The founders of the company, Fairbank and Morris, concluded that credit cards are not banking but information. They moved to customize the products to each customer and turned their business into a scientific laboratory.  Using thousands of statistical experiments illustrate the power of data mining and provide the company with a profile of cardholder behavior.

Fairbank and Morris intended "to build an organization from the ground up in which an information-based strategy was the strategic fulcrum."

"We believe technology is going to be the central nervous system of our information-based strategy."

Signet Bank in Richmond Virginia executed an agreement and merged with Capital One in October 1988. The merger allowed Capital One to access to Signet's customer base. Signet had the lowest charge-off rate in the industry (lowest number of defaults).
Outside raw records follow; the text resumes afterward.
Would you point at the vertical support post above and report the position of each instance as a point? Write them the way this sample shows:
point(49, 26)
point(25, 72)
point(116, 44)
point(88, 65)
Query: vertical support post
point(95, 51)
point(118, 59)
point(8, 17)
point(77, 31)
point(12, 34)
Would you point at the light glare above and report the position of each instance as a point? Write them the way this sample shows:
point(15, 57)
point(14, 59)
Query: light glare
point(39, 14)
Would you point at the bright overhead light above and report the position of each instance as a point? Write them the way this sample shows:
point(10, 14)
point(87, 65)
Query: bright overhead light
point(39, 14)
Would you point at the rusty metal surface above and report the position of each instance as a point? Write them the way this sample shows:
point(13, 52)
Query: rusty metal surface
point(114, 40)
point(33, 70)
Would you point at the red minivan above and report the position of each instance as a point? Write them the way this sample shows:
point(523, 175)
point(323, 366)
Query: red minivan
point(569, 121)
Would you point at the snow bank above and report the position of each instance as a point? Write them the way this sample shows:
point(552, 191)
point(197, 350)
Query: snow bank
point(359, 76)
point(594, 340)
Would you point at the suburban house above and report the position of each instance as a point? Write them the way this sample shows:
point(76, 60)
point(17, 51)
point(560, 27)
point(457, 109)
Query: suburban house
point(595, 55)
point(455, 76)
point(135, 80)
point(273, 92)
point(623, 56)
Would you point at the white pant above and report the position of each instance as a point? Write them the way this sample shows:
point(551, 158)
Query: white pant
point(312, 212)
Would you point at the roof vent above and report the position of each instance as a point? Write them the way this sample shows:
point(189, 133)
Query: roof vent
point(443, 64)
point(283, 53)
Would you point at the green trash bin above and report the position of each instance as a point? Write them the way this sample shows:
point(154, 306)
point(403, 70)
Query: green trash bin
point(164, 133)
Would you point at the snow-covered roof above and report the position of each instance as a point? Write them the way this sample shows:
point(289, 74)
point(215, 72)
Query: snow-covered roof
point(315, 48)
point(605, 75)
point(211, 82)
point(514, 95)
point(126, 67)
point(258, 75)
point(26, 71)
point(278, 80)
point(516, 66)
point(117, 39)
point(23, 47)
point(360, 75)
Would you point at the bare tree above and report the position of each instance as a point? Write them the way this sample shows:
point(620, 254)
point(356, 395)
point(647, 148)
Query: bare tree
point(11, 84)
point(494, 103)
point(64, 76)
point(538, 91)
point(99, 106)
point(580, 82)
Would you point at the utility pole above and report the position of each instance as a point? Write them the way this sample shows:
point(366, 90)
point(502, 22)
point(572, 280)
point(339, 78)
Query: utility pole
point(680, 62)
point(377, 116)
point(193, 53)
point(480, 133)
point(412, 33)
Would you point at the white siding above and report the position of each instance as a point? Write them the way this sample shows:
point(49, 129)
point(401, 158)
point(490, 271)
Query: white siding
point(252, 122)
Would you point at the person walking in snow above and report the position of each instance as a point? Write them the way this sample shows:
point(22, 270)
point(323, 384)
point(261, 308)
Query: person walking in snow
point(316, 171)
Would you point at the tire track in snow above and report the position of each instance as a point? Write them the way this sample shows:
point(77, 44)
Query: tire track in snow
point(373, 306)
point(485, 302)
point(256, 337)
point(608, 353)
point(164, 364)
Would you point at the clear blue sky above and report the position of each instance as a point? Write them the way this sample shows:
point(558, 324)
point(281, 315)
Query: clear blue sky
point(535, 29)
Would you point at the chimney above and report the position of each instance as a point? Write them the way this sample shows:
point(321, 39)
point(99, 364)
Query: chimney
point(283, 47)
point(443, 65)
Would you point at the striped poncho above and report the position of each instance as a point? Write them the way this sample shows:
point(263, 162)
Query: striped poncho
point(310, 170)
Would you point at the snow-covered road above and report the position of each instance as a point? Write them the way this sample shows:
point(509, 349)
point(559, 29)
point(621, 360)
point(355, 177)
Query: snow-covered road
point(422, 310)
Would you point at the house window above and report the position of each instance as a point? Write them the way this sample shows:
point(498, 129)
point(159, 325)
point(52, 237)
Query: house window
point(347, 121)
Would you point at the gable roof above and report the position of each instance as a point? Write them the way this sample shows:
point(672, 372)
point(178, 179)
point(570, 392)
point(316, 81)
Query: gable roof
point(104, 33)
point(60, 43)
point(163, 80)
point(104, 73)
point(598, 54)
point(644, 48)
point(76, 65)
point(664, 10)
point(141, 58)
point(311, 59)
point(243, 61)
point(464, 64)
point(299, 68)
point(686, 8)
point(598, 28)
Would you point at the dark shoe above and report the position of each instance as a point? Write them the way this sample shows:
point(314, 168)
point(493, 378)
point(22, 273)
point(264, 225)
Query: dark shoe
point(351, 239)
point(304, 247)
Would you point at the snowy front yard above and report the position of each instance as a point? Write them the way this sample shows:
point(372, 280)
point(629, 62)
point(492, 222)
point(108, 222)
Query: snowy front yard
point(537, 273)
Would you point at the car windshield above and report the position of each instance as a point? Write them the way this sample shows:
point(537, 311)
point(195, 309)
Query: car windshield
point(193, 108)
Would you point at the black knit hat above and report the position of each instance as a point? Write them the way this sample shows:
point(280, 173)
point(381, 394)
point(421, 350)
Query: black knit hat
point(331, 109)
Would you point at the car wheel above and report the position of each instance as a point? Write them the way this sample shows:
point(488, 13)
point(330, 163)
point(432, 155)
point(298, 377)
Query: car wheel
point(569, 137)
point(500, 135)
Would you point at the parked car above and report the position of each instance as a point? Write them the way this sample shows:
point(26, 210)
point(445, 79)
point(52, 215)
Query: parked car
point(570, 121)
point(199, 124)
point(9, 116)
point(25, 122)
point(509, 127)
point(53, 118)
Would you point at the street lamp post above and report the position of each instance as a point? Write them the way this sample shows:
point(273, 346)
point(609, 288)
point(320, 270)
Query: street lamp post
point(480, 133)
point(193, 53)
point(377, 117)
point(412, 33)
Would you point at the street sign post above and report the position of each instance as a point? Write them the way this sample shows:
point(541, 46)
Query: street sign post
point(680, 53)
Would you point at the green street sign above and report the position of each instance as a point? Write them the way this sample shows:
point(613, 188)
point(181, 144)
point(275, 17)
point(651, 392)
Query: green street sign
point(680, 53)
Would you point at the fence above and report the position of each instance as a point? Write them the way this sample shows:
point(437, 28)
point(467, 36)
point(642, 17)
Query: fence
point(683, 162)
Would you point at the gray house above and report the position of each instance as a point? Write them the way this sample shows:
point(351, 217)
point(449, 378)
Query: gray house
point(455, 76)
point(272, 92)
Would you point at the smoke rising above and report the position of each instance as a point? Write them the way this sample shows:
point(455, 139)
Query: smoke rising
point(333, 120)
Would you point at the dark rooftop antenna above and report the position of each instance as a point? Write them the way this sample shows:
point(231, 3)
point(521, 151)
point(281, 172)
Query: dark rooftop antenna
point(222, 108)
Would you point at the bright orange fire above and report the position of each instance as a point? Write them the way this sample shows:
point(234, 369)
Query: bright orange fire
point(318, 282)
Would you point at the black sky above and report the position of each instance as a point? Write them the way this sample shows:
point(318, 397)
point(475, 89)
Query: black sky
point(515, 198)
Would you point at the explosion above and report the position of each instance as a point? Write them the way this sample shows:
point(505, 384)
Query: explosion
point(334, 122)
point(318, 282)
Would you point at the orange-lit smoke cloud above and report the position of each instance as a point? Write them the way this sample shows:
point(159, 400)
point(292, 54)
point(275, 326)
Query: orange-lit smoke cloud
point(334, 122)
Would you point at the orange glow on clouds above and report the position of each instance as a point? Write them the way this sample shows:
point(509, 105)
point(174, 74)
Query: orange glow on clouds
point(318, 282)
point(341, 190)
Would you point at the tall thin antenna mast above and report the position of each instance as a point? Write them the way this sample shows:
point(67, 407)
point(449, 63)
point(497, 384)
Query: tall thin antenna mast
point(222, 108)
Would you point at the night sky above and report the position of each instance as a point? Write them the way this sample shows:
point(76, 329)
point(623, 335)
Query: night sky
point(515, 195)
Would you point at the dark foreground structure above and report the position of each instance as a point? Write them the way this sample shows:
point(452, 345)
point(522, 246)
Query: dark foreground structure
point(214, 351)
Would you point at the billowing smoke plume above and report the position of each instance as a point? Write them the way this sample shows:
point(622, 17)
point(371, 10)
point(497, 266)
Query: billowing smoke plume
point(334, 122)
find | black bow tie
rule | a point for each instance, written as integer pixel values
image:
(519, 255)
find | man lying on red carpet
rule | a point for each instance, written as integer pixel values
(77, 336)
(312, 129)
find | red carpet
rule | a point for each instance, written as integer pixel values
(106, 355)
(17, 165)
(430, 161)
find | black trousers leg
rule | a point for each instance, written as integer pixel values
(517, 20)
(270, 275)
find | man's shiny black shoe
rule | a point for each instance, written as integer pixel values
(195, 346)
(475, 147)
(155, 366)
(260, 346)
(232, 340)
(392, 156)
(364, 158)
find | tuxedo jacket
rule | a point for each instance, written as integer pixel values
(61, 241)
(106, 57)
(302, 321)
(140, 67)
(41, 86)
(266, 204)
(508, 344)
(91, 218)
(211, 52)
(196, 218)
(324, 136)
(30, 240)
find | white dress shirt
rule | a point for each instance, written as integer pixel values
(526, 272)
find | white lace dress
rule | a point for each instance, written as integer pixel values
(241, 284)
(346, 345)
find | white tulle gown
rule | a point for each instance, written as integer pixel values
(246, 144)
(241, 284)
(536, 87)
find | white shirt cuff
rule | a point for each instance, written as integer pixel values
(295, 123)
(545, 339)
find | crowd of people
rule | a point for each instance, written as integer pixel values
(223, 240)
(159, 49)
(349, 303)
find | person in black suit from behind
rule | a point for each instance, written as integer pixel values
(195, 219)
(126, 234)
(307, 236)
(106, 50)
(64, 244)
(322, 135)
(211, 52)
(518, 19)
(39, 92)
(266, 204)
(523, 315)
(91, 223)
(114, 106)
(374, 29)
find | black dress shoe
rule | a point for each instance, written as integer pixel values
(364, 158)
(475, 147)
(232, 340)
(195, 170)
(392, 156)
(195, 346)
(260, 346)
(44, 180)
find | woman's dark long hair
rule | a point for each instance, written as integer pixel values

Dan Oelrich, of Signet used statistical models to distinguish different kinds of credit worthy cardholders.  Capital One incorporated his model.  The model uses various tests to assign creditworthiness to the cardholder.

The test involved transferring a cardholder's other credit card balances to Capital One, for which the customer would receive a low introductory interest rate known as a "teaser" or 1.9% (1992).  No one in the industry had ever done this before.  It was a great success and Signet Bank spun off Capital One in October1994 with a $1.1 billion dollar IPO.

Capital One was hiring 100 people per week just to keep up with the transfer demand.  A. T.& T. responded by offering to drop annual fees for new Universal Card holders.

Creating the New Canon…A Religion of Science

The philosophy of the new organization was to exploit information by constructing scientific models that could be used to both assess the creditworthiness of potential cardholders, and to customize product offerings for existing ones.

They were building creditworthiness scores for individuals from credit bureau information, if they could forecast the creditworthiness of potential cardholders it would keep them from danger, i.e. defaulted card balances…the lemon problem.

So they are identifying risk profiles from publicly observable data which represents your behavioral characteristics to access you individual risk and making a judgment to issue you a card or to not issue you a card.

From your profile they can and do customize your APR (annual percentage rate on the card), your annual fee, the amount of your credit line, the color of the card, the initial "teaser" rate, co-branding with "affinity" partners like Delta Sky Miles Program, co-signer requirements, deposit requirements, etc. all of this based on a statistical actuarial calculations.

One reason for the "short life" of credit cards is that customers have learned how to game this system to get the best card out there.

Also all cohorts are tracked by their marginal contributions to the companies profit over time. Sudden drops in profitability of a product will lead to a withdrawal of a product by the company.

This entire test design has worked for Capital One and now the entire industry has followed their lead but it takes a scalable, robust system.  Capital One spent $100 million dollars in 1997 on a new (world's largest at the time) Oracle database with twenty-three terabytes of data or the equivalent of 40 single typed spaced pages of text for every American.  They handle 30 million cardholder inquiries per year.

Hiring on for Capital One is tough, three roundtrip interviews and a test of problem-solving skills.  They look to performance candidates.

For your information Capital One considered Auto Insurance at one time but rejected it.  They do not like any business where regulation inhibits freedom to test and mass customize.

Their business magic lies in the algorithms of customization.  Today Capital One executives consider cell phones a credit card with an antenna.

Credit cards are used on the Internet B2C (business to customer).  Forty percent of the transactions are through Visa and 29% use Mastercard.   It will be interesting to watch Capital One in the future with digital currencies, free C2C dot.coms, PayPal, Virtual Escrow providers and the like.

Capital One is very much involved in venture capital for new startup companies, particularly for firms with information-based strategies and firms competing in the financial industry.  The Internet isn't about commerce, its about information.